If you study surveys of how clients select—or fire—their accountants, efficiency and price is never mentioned. It is almost always because of outstanding service, or lack of service. You can’t provide outstanding service if you are focused on nothing but billable hour quotas and tedious efficiency metrics.
Last, PKFs need to recognize they are businesses, which have prices, not hourly rates. You’d never fly an airline that tried to charge you $4 per minute—and sent you the bill based on the flight time after the flight. PKFs need to start pricing upfront for everything they do, period. No more excuses. Fortunately, in thousands of PKFs around the world—in all sectors, from advertising agencies to law, accounting, and IT firms—this is beginning to happen.
Andreas Noodt: Would you elaborate on the concept of intellectual capital and discuss it in the context of accounting practices?

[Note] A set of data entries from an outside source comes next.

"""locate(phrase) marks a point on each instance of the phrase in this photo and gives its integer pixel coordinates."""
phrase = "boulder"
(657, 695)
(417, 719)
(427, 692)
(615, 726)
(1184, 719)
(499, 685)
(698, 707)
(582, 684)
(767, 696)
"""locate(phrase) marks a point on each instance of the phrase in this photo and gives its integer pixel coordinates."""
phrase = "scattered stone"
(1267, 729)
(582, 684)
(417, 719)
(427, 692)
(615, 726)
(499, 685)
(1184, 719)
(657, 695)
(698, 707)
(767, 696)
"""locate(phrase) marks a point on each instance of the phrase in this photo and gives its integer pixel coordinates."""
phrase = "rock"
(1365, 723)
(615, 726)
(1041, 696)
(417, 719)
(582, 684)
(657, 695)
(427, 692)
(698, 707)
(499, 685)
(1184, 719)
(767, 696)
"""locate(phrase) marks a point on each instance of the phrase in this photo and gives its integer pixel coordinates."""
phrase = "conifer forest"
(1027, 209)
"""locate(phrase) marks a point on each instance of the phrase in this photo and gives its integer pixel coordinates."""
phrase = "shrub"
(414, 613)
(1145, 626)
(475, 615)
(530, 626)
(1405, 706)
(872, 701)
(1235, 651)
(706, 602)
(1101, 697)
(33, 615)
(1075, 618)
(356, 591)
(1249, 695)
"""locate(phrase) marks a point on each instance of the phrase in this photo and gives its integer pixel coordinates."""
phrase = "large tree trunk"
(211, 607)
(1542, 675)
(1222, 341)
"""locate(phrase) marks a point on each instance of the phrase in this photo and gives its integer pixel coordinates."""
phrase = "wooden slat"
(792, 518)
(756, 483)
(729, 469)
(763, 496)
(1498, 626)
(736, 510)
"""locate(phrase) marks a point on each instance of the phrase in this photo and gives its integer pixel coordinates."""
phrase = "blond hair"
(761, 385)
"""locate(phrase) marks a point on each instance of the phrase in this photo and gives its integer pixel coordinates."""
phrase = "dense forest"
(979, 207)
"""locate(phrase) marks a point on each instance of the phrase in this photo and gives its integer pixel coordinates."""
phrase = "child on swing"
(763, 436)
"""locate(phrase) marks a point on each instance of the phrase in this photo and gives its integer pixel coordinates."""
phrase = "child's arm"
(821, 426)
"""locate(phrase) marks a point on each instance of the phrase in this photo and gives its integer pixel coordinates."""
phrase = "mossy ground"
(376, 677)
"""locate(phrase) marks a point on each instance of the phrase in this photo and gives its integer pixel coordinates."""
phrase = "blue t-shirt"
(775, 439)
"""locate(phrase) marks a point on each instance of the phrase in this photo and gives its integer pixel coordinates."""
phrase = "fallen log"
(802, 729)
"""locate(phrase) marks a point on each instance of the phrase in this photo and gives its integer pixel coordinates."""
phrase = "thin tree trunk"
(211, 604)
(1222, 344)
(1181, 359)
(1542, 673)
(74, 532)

Ron Baker: A firm’s IC consists of three components: 1) human capital—its people, comprising 80% of developed countries wealth, according to the World Bank; 2) structural capital—its systems, proprietary software, checklists, resources, etc.; and 3) social capital—clients, vendors, suppliers, referral sources, alumni, alliances, etc. These components are the real levers of profitability in any PKF, not hours. Moreover, only the structural capital is owned by the firm—PKFs are the ultimate asset-less organizations.
IC is what economists call a non-rival asset—meaning you can transfer knowledge and it doesn’t diminish (you both now have it). In fact, it grows in usefulness as more people possess it and add to it. In contrast, a rival asset can only be used for one function at a time—if I give you the tie off my shirt, now you have it and I don’t. A billable hour is a rival asset—we can only do one thing at a time. This is a very limiting source of leverage around which to build a business model.
Andreas Noodt: How would you respond to those that claim that what you describe has limited global applicability, it being suited more to the likes of North America, the UK, and Australia?
Ron Baker: While I accept that the accountancy market and prevailing cultural, legal, and business norms vary from country to country, I am sure practitioners everywhere can relate to IC and recognize the increasing globalization of the market for accountancy services. When it comes to the finer points of implementing the new model, in particular value pricing, then we may find some differences.
At VeraSage, we believe this model is superior to, and will eventually supplant, the old model. Eliminating the billable hour and timesheets may not be within reach, but it is definitely within sight.
[1] The views expressed in this and future articles are not necessarily representative of IFAC, the SMP Committee, or its members.
References
Baker, Ronald J. Implementing Value Pricing: A Radical Business Model for Professional Firms. Hoboken, New Jersey: John Wiley & Sons, Inc., 2011. www.verasage.com.
IFAC. IFAC SMP Quick Poll: 2012 Round-up. New York: IFAC, 2013. www.ifac.org/news-events/2013-01/ifac-smp-poll-highlights-pervading-economic-uncertainty-cautious-optimism-and-ke.